Lake Norman Charter told its board that the school earned a performance score of 88 for the 2023-24 reporting year and "exceeded" growth on the state report card, officials said, while also identifying subject areas that need additional support.
"Based on that, you'll see the different levels of not met, met and exceeded," said Dr. Graham during a high-level presentation of the school report card. She told the board that the states performance grade combines an 80% achievement component and a 20% growth component and that the school's overall performance improved by one point from the prior year.
Dr. Graham said the school recorded gains in math and reading overall performance but also saw declines in some high-school end-of-course (EOC) measures, including biology, and noted the state adopted new science standards this year that change instruction to be more hands-on.
Board members asked specific questions about math 1 and how scores are counted when students take high-school math in middle school. Dr. Graham and other board members explained that state reporting treats math 1 results from high-school students differently: math 1 taken by ninth graders counts as the high-school result, while math tests for grades 3-8 reflect those grade-level exams; accelerated middle-school students who take high-school courses are accounted for in cohort metrics that can make year-to-year comparisons nuanced.
The board discussed teacher recruitment and retention for math, with Dr. Graham noting active recruitment partnerships with UNC Charlotte and use of preservice teacher programs to attract candidates. She said the school has increased collaborative planning time, data talks, screening three times a year, built intervention/enrichment blocks into schedules and expanded supports funded initially with COVID funds and continued through Title II.

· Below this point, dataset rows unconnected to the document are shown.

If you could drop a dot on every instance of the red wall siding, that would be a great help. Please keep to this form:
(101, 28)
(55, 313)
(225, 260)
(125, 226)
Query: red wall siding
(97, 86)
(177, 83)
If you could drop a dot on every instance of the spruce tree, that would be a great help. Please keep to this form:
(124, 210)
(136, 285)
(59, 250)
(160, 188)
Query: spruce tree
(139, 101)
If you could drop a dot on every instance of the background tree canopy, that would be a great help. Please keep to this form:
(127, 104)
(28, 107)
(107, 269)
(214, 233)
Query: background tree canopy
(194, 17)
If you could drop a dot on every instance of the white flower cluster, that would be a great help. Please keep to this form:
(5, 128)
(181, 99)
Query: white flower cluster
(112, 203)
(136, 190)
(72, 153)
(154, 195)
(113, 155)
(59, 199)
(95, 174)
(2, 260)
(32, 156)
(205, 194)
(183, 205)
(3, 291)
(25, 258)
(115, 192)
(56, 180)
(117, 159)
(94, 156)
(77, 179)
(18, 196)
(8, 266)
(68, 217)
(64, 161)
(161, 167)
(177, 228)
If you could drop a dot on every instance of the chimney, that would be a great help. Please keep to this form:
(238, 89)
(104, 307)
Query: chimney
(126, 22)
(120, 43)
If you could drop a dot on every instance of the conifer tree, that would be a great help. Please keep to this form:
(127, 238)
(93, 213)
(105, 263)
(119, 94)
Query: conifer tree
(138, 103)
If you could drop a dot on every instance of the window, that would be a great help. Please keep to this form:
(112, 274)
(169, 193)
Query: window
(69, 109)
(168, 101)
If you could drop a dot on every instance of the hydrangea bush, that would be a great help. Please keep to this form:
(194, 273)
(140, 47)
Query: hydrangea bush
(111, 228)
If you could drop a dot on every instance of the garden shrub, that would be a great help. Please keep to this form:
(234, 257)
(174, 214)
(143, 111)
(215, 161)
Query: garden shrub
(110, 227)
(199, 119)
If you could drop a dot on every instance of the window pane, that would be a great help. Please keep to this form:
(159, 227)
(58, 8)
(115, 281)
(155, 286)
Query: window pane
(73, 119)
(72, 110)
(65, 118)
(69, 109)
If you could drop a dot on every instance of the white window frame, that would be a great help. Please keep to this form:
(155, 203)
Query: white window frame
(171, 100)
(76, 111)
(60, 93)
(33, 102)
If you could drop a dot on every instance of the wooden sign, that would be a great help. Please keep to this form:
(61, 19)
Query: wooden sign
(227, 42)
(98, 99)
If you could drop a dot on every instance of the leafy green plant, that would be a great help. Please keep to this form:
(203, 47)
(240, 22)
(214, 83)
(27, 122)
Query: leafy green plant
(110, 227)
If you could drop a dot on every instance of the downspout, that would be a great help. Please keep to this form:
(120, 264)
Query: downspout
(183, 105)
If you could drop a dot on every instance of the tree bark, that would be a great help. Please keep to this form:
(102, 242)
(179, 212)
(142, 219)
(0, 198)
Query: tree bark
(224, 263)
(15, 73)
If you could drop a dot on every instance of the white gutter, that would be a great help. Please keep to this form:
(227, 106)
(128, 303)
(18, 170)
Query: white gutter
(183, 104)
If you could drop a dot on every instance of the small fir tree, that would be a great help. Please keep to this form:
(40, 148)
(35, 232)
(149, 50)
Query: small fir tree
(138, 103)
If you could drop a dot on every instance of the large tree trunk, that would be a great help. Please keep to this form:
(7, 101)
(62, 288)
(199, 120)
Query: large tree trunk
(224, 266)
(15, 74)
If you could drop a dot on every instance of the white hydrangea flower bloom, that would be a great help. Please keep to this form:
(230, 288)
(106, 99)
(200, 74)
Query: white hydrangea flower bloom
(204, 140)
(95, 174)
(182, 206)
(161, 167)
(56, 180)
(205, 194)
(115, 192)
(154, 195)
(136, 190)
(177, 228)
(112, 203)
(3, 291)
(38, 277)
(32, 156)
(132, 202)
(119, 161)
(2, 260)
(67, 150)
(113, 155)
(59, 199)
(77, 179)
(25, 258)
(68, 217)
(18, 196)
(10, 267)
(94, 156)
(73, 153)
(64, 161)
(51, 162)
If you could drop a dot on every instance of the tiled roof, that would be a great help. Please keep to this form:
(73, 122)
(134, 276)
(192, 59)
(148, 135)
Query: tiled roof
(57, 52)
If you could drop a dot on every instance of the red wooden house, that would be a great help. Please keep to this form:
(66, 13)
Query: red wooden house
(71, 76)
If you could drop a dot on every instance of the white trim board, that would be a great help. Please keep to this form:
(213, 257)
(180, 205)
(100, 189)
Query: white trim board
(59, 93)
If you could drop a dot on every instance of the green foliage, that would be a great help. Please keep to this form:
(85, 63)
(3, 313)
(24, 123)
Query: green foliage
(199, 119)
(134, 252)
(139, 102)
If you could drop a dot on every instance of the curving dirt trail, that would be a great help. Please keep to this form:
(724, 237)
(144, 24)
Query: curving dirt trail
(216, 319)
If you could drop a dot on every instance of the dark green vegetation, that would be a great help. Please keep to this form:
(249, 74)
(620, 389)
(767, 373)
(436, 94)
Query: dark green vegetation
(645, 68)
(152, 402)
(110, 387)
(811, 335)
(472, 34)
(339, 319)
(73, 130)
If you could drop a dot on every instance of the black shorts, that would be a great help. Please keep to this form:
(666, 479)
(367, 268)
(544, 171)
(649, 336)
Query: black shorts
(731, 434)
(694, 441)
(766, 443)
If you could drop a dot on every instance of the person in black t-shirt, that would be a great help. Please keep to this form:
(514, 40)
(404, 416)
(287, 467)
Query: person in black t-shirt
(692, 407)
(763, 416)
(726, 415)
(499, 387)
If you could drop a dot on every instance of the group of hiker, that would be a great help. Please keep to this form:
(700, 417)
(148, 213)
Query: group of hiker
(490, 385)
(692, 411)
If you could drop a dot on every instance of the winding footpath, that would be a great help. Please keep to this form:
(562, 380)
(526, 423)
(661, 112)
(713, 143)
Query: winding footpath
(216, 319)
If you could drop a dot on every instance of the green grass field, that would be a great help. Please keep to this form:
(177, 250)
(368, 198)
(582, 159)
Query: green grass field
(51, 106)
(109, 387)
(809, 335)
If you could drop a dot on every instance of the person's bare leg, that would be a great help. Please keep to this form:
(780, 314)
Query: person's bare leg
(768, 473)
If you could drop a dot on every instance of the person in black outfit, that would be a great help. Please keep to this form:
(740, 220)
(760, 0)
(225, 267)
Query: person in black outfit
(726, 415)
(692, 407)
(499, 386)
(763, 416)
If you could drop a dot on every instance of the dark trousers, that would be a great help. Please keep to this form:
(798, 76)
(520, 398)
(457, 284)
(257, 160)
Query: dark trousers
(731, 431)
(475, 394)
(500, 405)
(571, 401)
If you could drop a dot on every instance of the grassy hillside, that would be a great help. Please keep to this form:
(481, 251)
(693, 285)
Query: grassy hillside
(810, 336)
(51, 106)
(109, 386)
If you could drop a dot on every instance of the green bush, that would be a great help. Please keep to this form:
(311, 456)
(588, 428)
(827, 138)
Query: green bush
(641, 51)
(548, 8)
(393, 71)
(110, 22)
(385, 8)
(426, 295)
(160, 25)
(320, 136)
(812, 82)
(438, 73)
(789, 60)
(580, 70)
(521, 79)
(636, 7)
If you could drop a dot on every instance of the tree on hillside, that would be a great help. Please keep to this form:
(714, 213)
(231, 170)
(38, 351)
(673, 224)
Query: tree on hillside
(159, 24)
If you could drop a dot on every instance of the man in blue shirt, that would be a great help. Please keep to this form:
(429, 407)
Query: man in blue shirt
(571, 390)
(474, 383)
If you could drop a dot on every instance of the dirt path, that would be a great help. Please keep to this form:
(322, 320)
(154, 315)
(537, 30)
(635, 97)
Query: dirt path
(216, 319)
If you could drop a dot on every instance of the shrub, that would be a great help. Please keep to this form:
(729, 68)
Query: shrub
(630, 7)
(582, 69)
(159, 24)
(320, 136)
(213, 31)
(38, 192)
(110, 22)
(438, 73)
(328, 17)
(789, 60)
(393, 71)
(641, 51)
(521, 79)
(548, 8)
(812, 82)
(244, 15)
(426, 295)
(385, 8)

"We have data talks monthly at the middle school," Dr. Graham said, outlining the school's response: more frequent data review, intervention and enrichment blocks, literacy intervention at elementary and ACT/SAT prep through Naviance.
Board members and staff also compared Lake Norman Charters results to local charter contemporaries and to district and state averages; presenters said the school remains among the higher-performing local schools despite some small year-to-year fluctuations.
The presentation was informational; board members asked questions and the school indicated steps it has begun to address weak spots.